長安還是怒不可遏,但也沒有在責罵泠落——同一件事上他隻會罵一次,要是不聽,他就上手了。
“搖頭什麼意思,說話!”
泠落顫抖著身子說道:“師傅,我會好好學的……”語氣裏有說不出的恐懼:“師傅……救我……”
啪,毫無征兆地,她兩眼一閉就倒在長安懷裏。
長安眼睛一下就瞪得老大,嚇得手都不知該怎麼放,隻能順著她的動作跌在了地上。
他巴巴地喊了兩聲見人沒反應,又切了脈,無奈他不是一個合格的大夫,隻探出了人沒死。
忽地,從泠落身下漸漸滲出了點點血液。
長安鼻翼稍動,意識到泠落應是受了傷。
什麼時候?誰敢傷她?
長安眼裏迸出殺意,將人抱起直衝城裏。
沙城裏有一名會醫術的婦人,曾給妖類凡人治過傷,說不上很厲害,但死馬當活馬醫,試試看吧。
婦人看見長安就想下跪,但馬上就被長安打斷:“先看人!”
婦人的探了探泠落一直在冒冷汗的額頭,有些猶豫地讓長安把人抱到了簾子後麵的一張小床上。

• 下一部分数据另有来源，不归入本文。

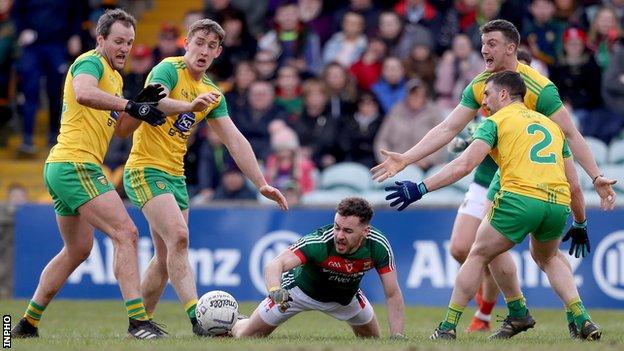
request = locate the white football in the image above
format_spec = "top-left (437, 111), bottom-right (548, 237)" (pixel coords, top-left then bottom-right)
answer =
top-left (195, 290), bottom-right (238, 336)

“大人還請回避一二。”婦人毫不客氣地趕人。看長安的眼神猶如在看一個登徒子。
長安很不明白這種眼神為何會在自己身上出現,但他還是尷尬地站在了外麵。
窸窸窣窣的聲音從厚重的黑布後響起,聽的人心癢癢。
好一會,婦人憋著笑出來,身後是一臉通紅的泠落。
泠落看見長安就眼神飄忽,恨不得找條地縫鑽進去。
長安不明所以,看看婦人又看看泠落,疑惑道:“你沒事了嗎?傷好了?是誰傷得你?”
在這沙宮裏,還有誰能傷到泠落?有誰敢傷她?
長安想破腦袋都想不明白。
泠落動動嘴巴,還是一個字也憋不出來。
長安的耐心漸漸告終,脾氣就踩著耐心的尾巴上來了。
“到底有什麼事是不能告訴本君的?!”長安緊盯著泠落,眉宇間一片不耐煩。
婦人“哎”了一聲,責備道:“大人怎能如此凶惡,這種事情讓人家姑娘怎麼開的了口。”
這種事情?
長安滿肚子的疑問。
……
現在想想,自己好像隻記住了泠落滿臉通紅的樣子。
回憶紛至遝來,熾熱得令人心口發疼。
要是當時自己能多關心她幾句,婦人也不會用那種眼神看他的吧。
長安忽地就笑了。
真想再看一遍,泠落滿臉紅霞的樣子。
原本是囂張的如同紮人的刺蝟,竟也能臉紅成那般模樣。
血池下的長安就這麼想著泠落,心裏就是一片草木榮華。
他輕輕地掙動鎖鏈,原本隻是扣住手腕的鎖鏈霎時貫穿腕骨。
長安的額角迸出青筋,側頭吐出了一口血沫。
兩天了,他身上的魔氣已經消退不少,而墮神的罪惡印隱隱發熱,就連靈脈也被血池裏炙熱的血氣融連,遊走在他體內。
熔漿在自己身體裏亂逛可不是什麼好感覺。一如現在。
……
泠落身上的衣服已經看不出來原本的顏色了。
琵琶骨,腕骨,肋骨……
泠落抬起眼,在黑暗中描繪長安的模樣。